In despair, one sometimes wonders if the entire Iraq invasion was intended as a distraction from the hunt for Osama bin Laden, as if the search for him sniffed too close to strategic allies in Saudi Arabia and elsewhere. Upon capture, bin Laden might never see public trial, like a big city cop killer shot "resisting arrest" or "trying to escape". Singing to the U.N. Court in the Hague, he might name names of U.S. and international officials who supplied and aided him when he was considered an anti-Soviet ally. Forgive a display of paranoid style, but one would not be surprised to see introduced at his trial some unearthed 1980s photo of the Bush and Binladen (now spelled differently, for distance from the disowned Osama) families talking oil business together at a Texas barbecue, then-rising sons George W. and Osama pictured clinking longneck beer bottles, before they left such pleasures behind them and their ideological paths diverged to reintroduce them as enemies.

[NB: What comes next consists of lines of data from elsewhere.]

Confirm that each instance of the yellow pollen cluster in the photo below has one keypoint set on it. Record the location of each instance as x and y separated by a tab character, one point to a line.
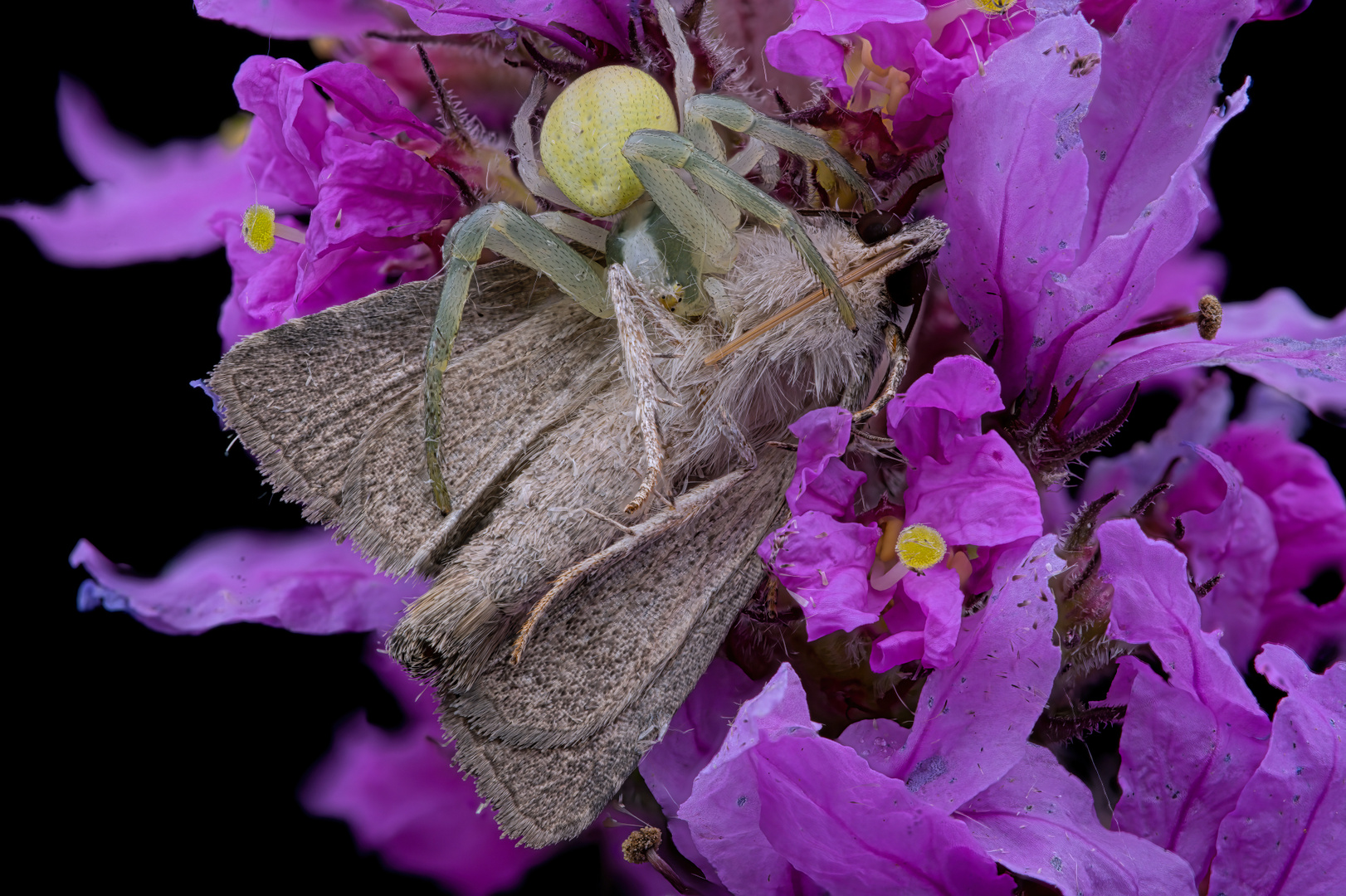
919	547
260	227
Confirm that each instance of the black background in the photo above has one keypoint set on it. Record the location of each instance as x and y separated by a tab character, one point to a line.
171	763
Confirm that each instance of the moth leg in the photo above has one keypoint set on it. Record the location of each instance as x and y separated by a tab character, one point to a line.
653	153
508	229
688	506
897	368
640	369
742	117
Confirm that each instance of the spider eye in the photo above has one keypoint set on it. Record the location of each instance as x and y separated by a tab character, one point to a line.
588	127
876	226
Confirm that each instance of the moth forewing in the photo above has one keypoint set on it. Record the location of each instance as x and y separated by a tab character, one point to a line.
545	454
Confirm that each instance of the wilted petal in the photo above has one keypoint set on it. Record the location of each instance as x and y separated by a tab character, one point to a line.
694	736
984	495
858	831
298	19
1275	339
1303	497
826	564
975	718
1289	830
1189	744
1153	97
602	19
1236	538
402	798
1039	821
1017	178
144	205
876	742
943	405
303	582
822	482
1082	314
376	197
724	809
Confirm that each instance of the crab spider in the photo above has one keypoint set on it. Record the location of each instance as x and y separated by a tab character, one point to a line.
607	142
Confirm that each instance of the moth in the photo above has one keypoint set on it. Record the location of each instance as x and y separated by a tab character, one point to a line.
582	462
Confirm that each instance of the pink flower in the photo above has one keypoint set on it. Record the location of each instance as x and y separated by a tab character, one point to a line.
900	56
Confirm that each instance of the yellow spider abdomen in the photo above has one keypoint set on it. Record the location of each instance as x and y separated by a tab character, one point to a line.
588	127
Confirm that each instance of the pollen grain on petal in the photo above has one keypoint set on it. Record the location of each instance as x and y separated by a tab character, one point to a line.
260	227
921	547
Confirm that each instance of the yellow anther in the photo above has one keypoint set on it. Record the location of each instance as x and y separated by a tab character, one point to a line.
588	127
260	227
919	547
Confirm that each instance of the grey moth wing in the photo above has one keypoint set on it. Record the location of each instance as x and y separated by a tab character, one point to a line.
330	405
658	615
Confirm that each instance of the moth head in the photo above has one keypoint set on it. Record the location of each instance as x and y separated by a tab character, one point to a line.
588	127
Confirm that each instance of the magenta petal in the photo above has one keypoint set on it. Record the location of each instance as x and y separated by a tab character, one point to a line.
943	405
1189	744
1017	178
876	742
939	595
822	482
144	205
1302	495
1237	538
1082	315
298	19
1159	75
303	582
858	831
383	194
402	798
826	564
694	736
724	811
1287	831
1039	821
984	495
975	718
1275	339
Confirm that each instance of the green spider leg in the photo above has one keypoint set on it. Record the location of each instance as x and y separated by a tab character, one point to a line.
508	231
655	153
737	114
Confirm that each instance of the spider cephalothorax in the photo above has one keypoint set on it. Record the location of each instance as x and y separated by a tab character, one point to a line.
607	142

To rage at the havoc the United States invasion has created in today's Iraq is not to say Saddam's arrest isn't a good thing. Once dictators are out of power, the graves of the victims of grim regimes like Saddam's are uncovered. The fear is that the unpalatable truth of the American government's complex relationships with once-convenient murderers like Saddam and Osama will remain buried, or hidden in plain sight.
Mike Mosher is a member of the Bad Subjects Production Team.